How readability formulas work

Readability formulas are developed mostly using cloze procedure. Readers get a text with gaps every 5th word (as an example) that they have to fill in, and the success is used for a regression analysis. The variables that is to be explained is the success of the reader, and criteria that can explain the variance of the success are properties of the text like sentence length, word length, rare words or known words. The results is a formula that returns a value. This can either be an index value (0 - 100) like in the Flesch-formula, a reading grade or a reading age.

Readability formulas are developed for a readership (e.g. primary school children, students), a text genre (e.g. fiction, technical manuals), and are language specific. One cannot use a readability formula and interpret its results if one doesn't consider language, text genre, and target audience/reader. TextQuest/ReFo selects the appropriate readability formula(s).

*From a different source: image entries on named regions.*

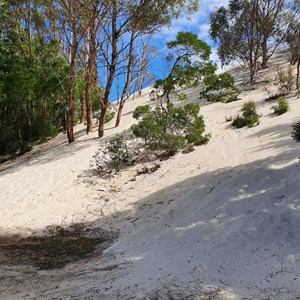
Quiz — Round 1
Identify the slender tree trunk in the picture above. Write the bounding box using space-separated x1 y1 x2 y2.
67 28 78 143
85 26 97 133
296 57 300 92
98 105 108 138
115 29 135 127
98 4 119 138
261 31 269 70
115 101 124 127
80 95 86 123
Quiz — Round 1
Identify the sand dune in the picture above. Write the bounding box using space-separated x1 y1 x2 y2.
0 61 300 299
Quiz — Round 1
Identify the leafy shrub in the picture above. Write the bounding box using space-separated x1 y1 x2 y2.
93 110 116 123
94 133 136 176
131 103 210 155
232 101 259 128
105 110 116 123
200 72 241 103
292 121 300 143
225 115 233 122
275 66 296 95
272 96 290 115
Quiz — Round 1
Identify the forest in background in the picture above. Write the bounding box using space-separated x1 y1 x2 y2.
0 0 300 155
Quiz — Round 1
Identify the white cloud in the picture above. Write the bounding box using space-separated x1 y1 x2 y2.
154 0 229 65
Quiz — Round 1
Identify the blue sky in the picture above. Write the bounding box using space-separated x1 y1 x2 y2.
111 0 229 101
152 0 229 76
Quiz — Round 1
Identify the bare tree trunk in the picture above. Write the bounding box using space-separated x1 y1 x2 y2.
67 28 78 143
80 95 86 123
261 33 269 70
115 102 124 127
296 57 300 92
98 105 108 138
98 3 119 138
115 29 135 127
85 26 97 133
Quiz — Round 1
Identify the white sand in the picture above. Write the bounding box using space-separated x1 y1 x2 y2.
0 61 300 299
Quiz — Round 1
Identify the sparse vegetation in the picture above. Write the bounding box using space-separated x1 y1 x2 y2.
292 121 300 143
131 104 210 155
275 66 296 95
225 115 233 122
0 226 107 270
232 101 259 128
94 133 138 176
200 72 241 103
272 96 290 115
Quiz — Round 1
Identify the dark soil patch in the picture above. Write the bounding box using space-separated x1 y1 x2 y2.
0 226 111 270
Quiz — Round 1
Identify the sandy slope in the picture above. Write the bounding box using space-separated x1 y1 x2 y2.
0 59 300 299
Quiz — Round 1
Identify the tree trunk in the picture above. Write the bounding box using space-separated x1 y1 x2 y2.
98 105 107 138
261 31 269 70
67 28 78 143
80 95 86 123
296 57 300 92
115 102 124 127
85 25 97 133
115 28 135 127
98 4 120 138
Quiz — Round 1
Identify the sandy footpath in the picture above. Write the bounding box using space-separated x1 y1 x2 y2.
0 62 300 300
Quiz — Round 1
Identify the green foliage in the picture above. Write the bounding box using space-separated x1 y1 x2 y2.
151 32 216 103
94 134 135 177
131 103 210 155
275 66 296 95
200 72 241 103
105 110 116 123
292 121 300 143
232 101 259 128
0 33 69 155
225 115 233 122
272 96 290 115
1 225 108 270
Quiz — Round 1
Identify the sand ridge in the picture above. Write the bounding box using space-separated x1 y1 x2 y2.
0 59 300 299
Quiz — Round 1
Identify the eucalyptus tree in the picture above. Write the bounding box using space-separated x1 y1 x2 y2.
48 0 86 143
210 0 289 85
287 0 300 91
98 0 198 137
0 1 68 154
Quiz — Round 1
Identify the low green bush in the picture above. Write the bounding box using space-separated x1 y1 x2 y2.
131 103 210 153
94 133 135 177
200 72 241 103
272 96 290 115
292 121 300 143
232 101 259 128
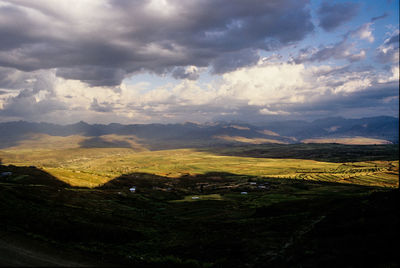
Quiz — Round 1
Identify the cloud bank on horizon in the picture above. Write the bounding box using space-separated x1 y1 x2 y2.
0 0 399 123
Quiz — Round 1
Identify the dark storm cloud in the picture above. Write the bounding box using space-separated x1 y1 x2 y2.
0 89 67 120
56 66 126 86
271 82 399 116
318 2 359 32
212 50 260 74
90 99 113 113
293 38 366 63
0 0 314 86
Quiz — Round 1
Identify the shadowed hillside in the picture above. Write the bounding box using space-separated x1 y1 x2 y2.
0 166 399 267
0 117 399 150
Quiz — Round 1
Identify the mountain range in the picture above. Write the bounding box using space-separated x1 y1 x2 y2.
0 116 399 149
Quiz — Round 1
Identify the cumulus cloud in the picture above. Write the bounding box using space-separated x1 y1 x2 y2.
376 29 399 64
349 22 375 43
0 60 398 123
172 66 200 80
318 1 359 32
0 0 313 86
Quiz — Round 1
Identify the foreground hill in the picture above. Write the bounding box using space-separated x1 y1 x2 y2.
0 166 400 267
0 117 399 149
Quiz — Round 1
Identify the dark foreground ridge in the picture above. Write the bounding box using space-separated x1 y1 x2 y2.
0 166 400 267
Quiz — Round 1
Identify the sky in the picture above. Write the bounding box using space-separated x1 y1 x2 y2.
0 0 399 124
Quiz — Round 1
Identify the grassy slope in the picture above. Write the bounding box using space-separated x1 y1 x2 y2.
0 137 399 267
0 167 399 267
3 148 398 187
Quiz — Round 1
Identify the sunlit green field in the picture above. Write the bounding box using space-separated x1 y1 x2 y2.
0 143 399 187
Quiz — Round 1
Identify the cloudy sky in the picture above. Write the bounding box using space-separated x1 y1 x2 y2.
0 0 399 124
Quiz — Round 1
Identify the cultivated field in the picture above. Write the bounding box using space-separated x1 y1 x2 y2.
0 136 399 267
0 136 399 187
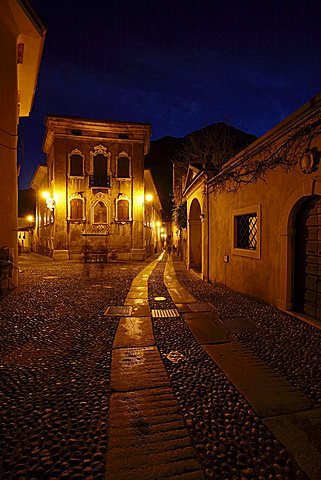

Problems with readability formulas

The best criteria that explain the most variance of the cloze procedure are sentence length - measured in average words per sentence, and word length - measured in syllables or in characters per word. Also rare words or familiar words (like in the Dale-Chall formulas) explain a huge amount of the variance. Although it seems easy to count sentences, words, syllables, and letters. But computer software has to tackle some problems:

  1. Sentences: A sentence ends with either a period, question mark, or exclamation mark. The problem is the period which can also be part of a decimal number, or is used for abbrevations. TextQuest/ReFo uses abbrevation lists, depending on the language of the text. However, if an abbrevation in your text in not in the list, you should remove the period so that this abbrevation period is not considered to be the end of a sentence. More details are described in the section Preparation of the text.
  2. Words: It is easy to count the letters of a word. Mostly words are separated by blanks, but sometimes this is not the case with hyphens that separate two words - there are two words, but there are not blanks before or after the hyphen. So this sequence of two words is counted as one word.
  3. Syllables: It seems to be easy. You pronounce a word and count the syllables, but very often there are big differences between spoken and written language. TextQuest/ReFo uses different algorithms to count syllables, depending on the language. English is an exception, because there are so many exceptions that the database of the Carnegie Mellon University is used for counting syllables.
  4. Word lists: The readability formulas of Dale-Chall, Spaulding, Bamberger/Vanecek, Tränkle/Bailer and Amstad use word lists. These are integrated in TextQuest/ReFo, and were edited according to the instructions of the original papers rsp. books. The Dale-Chall wordlist of 1995 consists of 3000 word forms that the most 10year olds in the USA know, but not grammatical forms like the regular plural of nouns, regular past perfect tense forms and progressive forms of verbs as well as different spellings of British English. All these words were added to the original Dale-Chall word list that TextQuest/ReFo uses, more than 8,000 word forms - a unique feature.